In the evening I chose a clear patch with sun to get ready for the night. We hove-to so we could get dressed without getting even wetter. We hadn’t enough dry clothing to be able to change so we just added extra layers on top of our existing wet clothes, on the basis of ‘the more insulation the better’. Judging by our condition, our waterproofs were not as waterproof as they were thought to be.

We moved Zoë from the side-deck to the floor boards, took in the main and continued under jib and mizzen, and then, at night fall, to hold our course with a slight wind shift, started the engine at low throttle. I lit the navigation lights but the port one kept on going out and eventually, with our lighters out of gas and all our matches wet, we carried on with just the stern and starboard lights. By about 10 o’clock we were all very cold in our clothing and tended to shiver. We were now half-way so there was no point in turning back, even if we had wanted to. So on we went, cold, wet, but unafraid with even further confidence in the boat. Pumping was a continuous bugbear — quite apart from what came over the top, a certain amount came through the centreboard casing.

About 1 o’clock we could see the loom of St. Catherine’s and Portland Bill lights and fairly shortly afterwards Anvil Point light. It was clear that we were too far east and, while we could have gone for a Solent port, we preferred to press on for Poole and baths and dry clothing — additionally I was a little worried about Zoë in case she suffered from hypothermia as the least robust among us. So as daylight came and Anvil Light could be seen directly, we furled jib and mizzen and motored into the teeth of the wind. We all felt a bit low and even I had to take some Stugeron for seasickness. The night was very clear and cold and we were too cold to sleep and spray was still coming in regularly. Anvil light had seemed very close but in fact it was several hours before we closed the point and just as we did so, our forestay came loose. David claimed it was broken so we lowered the mainmast — we were on engine in any case. In fact all that had come away was a split pin which we could have easily replaced. It shows the effect of cold and tiredness — all our hands were swollen by then from exposure and it hurt to use them.

So finally, cold, wet, but triumphant we arrived at Poole after about 23 hours at sea and phoned to say we had got back. Our wet clothes almost completely covered my mother’s lawn — Zoë had 12 layers of clothing!

To talk some generalities — we should have had better waterproofs. Otherwise our equipment was fine and we never missed being able to cook.
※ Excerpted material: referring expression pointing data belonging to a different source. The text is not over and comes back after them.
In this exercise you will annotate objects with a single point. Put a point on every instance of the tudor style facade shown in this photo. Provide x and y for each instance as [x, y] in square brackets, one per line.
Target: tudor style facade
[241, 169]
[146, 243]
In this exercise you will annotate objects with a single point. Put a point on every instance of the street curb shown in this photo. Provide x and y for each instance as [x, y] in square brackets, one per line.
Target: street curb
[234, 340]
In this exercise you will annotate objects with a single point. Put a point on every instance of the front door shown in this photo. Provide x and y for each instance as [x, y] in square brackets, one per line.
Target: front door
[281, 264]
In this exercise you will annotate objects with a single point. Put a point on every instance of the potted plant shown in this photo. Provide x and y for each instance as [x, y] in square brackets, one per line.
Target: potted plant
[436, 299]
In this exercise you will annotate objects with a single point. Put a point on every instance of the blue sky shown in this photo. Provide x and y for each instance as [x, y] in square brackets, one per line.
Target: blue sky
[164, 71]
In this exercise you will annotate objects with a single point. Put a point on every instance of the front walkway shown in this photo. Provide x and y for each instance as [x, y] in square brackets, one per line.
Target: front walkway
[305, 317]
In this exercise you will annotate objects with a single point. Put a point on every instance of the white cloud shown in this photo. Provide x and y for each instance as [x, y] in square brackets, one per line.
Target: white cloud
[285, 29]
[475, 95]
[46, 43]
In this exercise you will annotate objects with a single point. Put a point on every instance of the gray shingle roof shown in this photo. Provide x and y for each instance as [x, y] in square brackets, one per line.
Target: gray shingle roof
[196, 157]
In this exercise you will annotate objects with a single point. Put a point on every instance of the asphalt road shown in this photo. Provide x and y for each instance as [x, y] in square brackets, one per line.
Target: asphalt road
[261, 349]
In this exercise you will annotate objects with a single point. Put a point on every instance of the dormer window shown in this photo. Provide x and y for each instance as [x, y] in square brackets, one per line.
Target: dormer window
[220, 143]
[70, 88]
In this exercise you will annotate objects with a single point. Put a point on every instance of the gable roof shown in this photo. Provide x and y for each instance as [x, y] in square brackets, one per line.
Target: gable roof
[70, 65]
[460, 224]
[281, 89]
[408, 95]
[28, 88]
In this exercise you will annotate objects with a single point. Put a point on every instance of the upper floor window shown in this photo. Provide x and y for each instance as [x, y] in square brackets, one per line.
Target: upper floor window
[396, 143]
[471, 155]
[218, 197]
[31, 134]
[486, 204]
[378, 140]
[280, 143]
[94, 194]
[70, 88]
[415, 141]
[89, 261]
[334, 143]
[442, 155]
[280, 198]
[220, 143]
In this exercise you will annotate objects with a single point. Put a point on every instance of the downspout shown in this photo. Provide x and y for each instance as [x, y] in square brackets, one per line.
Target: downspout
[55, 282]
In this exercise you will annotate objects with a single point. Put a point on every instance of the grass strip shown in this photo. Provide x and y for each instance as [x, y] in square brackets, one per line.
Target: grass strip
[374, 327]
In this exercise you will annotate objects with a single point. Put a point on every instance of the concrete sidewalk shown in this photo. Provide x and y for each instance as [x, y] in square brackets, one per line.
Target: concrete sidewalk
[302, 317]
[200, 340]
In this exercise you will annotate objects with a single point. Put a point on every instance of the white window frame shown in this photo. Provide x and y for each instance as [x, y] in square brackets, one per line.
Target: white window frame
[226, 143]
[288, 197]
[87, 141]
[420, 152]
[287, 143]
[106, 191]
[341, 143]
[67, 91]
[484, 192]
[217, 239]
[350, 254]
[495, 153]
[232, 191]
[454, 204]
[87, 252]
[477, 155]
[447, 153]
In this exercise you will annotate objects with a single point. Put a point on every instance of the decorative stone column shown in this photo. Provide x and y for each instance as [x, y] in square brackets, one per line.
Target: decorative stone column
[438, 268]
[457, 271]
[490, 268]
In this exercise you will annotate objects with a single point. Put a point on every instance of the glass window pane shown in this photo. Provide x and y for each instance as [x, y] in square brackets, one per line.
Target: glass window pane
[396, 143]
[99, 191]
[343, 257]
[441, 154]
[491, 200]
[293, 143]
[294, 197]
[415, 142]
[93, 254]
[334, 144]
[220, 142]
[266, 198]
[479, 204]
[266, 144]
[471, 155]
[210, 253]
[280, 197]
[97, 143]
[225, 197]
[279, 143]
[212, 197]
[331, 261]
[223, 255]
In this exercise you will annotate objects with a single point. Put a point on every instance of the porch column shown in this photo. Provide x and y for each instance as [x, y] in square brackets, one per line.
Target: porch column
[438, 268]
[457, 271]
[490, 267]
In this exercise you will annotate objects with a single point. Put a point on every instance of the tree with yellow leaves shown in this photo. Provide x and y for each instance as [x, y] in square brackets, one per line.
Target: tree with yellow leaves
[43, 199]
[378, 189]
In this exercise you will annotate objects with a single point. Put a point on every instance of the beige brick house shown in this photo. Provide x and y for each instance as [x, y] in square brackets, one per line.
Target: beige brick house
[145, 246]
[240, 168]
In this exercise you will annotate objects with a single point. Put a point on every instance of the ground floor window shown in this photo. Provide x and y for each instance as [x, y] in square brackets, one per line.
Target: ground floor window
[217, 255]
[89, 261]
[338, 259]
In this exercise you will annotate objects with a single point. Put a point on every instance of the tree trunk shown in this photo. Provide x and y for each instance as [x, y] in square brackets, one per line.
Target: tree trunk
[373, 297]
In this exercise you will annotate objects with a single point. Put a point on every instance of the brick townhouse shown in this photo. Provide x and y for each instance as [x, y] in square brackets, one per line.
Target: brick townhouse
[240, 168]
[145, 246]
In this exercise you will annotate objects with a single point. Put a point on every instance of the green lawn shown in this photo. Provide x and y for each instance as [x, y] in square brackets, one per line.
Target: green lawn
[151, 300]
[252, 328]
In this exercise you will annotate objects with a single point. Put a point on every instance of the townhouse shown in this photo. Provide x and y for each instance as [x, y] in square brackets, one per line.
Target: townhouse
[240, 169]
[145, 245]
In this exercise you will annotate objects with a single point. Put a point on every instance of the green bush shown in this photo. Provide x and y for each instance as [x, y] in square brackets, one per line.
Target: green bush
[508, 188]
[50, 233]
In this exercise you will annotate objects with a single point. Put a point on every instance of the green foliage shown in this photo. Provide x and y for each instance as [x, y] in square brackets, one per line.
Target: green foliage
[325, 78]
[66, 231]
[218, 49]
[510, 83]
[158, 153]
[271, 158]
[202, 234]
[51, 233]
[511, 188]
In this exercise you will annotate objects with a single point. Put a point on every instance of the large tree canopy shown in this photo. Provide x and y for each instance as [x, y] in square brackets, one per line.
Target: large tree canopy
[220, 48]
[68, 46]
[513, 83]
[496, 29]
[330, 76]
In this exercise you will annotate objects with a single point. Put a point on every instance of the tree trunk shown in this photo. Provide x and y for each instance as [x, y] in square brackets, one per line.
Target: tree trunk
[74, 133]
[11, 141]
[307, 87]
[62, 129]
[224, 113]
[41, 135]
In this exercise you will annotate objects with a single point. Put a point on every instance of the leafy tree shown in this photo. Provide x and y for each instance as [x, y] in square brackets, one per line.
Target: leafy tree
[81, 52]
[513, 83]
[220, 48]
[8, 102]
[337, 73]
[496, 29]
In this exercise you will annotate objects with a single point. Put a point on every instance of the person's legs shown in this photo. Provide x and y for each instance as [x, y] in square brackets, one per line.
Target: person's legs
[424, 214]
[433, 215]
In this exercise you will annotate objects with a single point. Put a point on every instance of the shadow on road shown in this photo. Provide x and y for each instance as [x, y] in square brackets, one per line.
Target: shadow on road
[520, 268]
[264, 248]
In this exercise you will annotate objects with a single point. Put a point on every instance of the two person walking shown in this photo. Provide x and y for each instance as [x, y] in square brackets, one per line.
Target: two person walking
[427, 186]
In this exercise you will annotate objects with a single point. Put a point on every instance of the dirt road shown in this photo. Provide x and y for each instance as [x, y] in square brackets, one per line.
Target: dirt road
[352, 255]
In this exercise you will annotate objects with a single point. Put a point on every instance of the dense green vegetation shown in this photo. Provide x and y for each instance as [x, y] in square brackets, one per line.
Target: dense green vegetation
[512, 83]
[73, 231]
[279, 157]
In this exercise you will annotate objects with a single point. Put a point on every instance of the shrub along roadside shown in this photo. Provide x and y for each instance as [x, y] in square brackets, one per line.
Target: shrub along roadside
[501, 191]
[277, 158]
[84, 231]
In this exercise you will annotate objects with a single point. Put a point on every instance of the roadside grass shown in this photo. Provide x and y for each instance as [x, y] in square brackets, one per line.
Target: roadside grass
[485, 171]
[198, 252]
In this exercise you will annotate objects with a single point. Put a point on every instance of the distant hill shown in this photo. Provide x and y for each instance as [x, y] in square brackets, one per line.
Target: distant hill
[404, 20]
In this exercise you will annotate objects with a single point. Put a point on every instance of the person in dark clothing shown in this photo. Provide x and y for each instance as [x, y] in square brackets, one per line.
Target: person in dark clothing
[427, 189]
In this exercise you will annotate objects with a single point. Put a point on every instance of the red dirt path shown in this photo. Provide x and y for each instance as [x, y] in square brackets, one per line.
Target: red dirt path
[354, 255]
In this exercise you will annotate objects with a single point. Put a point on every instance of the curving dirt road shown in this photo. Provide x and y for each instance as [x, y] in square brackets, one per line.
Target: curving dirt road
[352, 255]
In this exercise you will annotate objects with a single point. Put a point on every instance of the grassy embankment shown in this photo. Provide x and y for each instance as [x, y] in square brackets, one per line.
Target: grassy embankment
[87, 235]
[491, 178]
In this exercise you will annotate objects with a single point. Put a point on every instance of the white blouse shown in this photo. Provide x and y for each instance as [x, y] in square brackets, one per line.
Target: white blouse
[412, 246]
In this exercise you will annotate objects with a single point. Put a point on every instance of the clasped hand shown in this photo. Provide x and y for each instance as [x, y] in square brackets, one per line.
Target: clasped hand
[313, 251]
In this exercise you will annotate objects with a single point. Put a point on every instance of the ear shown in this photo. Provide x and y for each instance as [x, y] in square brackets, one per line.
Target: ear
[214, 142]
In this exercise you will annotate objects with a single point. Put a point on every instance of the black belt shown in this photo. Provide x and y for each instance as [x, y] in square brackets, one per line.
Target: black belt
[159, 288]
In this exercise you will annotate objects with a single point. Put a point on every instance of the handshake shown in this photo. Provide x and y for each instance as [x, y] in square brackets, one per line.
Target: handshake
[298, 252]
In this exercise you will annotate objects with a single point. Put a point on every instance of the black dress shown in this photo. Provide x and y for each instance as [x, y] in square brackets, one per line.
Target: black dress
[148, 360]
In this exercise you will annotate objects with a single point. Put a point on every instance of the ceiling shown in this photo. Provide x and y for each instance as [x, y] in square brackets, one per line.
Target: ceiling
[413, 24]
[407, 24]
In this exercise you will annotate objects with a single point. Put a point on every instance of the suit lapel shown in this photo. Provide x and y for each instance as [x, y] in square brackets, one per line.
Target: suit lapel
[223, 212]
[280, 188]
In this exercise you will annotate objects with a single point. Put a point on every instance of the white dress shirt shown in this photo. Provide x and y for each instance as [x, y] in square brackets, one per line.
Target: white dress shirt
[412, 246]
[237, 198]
Our barometer was not really used but was consoling in its steadiness. I had bought the Seafix RDF because of the prevalence of fog in the Channel Islands and was very glad to have it. The echo sounder gave confirmation of our position and was useful for finding our way into unknown anchorages. The plastic sextant was useful for distance off via vertical angles. Speed we guessed at, or used the ‘Dutchman’s log’ or a cheap plastic speedometer we had. I learnt how to use transits in the Channel Islands and to respect the force of the huge tides. We used the foghorn and radar reflector in earnest. We still haven’t used our sea anchor — fortunately. We used ‘Wet Notes’ for our navigation notes to use on route — but I would recommend anyone to buy just a refill pad rather than the whole wallet. This waterproof paper is a very good idea. Stugeron seasick pills were effective. Everyone took them at one time or another but there was a tendency not to take them till too late!

Would I do it again — I don’t know! I am now over 50 and this is a bit old to be doing these sort of voyages in an open boat. I certainly thoroughly enjoyed the cruise, and if I was doing it again in an open boat, could not choose a better boat than the Drascombe Lugger.